We’ve been undertaking work at this magnificent Victorian Fire Station on the corner of Lakedale Road and Plumstead High Street. It’s due for expansion and improvement works – one of the issues being addressed is that it was originally built to house horse-drawn fire engines – and therefore the interior ‘bays’ are too narrow for modern fire tenders!
A new drill tower will also be built, to replace an early steel tower that occupied the site in the first half of the 20th century.


Over the course of five days, we opened three evaluation trenches, two in the current car park to the east of the yard and one in the fire station yard itself. In the car park, Trench 1 revealed the brick-built vestiges of the old shop frontages (below), which one fireman recognized as a former bakery upon whose first floor his mother had been born! The northern end had seen damage by later 20th century building but an old fireplace could be discerned whose hearth was still scorched from numerous hearth fires.

A carefully placed sondage in the south of the trench revealed the natural sand and gravel geology of the gravel terraces of the River Thames.
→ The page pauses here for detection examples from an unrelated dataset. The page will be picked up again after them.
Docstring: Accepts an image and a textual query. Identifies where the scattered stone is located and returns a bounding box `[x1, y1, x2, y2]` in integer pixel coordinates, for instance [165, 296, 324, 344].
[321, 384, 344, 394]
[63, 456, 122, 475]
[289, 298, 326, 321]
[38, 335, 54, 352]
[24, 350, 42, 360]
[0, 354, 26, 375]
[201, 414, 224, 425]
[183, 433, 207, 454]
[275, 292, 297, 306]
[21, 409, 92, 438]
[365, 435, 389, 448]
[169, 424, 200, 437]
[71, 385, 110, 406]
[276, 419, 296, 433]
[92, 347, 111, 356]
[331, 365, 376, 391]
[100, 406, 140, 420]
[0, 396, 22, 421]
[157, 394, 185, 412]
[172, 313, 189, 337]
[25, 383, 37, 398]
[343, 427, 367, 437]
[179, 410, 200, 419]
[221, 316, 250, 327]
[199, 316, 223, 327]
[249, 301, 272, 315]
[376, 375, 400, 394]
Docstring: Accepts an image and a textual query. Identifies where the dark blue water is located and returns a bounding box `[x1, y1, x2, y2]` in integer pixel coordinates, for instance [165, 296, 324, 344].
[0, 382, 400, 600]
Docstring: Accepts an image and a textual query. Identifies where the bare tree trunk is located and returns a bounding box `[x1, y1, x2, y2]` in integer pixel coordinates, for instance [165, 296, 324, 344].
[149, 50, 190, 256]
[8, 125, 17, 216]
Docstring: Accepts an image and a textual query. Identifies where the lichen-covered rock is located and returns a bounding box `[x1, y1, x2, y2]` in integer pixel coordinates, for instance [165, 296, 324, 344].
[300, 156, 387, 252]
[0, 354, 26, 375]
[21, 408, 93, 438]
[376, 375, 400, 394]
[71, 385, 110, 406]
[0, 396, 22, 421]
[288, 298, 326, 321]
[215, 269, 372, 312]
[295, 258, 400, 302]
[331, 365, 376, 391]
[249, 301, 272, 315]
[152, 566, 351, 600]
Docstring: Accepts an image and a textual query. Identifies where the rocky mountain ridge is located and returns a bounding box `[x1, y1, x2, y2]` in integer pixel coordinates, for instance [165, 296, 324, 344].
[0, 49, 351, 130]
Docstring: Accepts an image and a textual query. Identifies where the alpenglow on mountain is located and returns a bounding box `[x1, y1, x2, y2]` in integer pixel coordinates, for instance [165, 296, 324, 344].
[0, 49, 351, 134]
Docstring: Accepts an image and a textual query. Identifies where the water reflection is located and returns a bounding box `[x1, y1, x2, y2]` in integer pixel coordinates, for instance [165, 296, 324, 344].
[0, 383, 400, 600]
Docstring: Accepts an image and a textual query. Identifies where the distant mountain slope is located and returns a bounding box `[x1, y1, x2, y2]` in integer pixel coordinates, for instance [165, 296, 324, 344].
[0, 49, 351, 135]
This was sealed by a ‘mixed’ soil layer which we examined for human activity or waste in the form of post-glacial lithic tools, along with the gravels which have been known to contain Palaeolithic artefacts when exposed and examined in the past.
Trench 2 revealed a number of ‘cut’ features consisting of ditches, pits and postholes which had penetrated the natural geology of sand and gravel. Very little dating material was recovered from these so we are still awaiting dating confirmation from our specialists.
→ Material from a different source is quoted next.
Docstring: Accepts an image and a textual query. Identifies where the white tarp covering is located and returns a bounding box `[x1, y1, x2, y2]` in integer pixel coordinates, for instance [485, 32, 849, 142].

In Trench 3, within the fire station yard, there was a large pit containing fragmentary 19th century objects and pottery sherds hinted at a former domestic occupancy of the land, but unfortunately, no evidence for the former workhouse that once stood on the site came to light.
Again, the natural sand and gravel was encountered which enables us to create a topographic map of the gravel terraces which is important as it helps to create a ‘bigger picture’ of the Thames river terraces within which the dramas of our ancestors were once played out.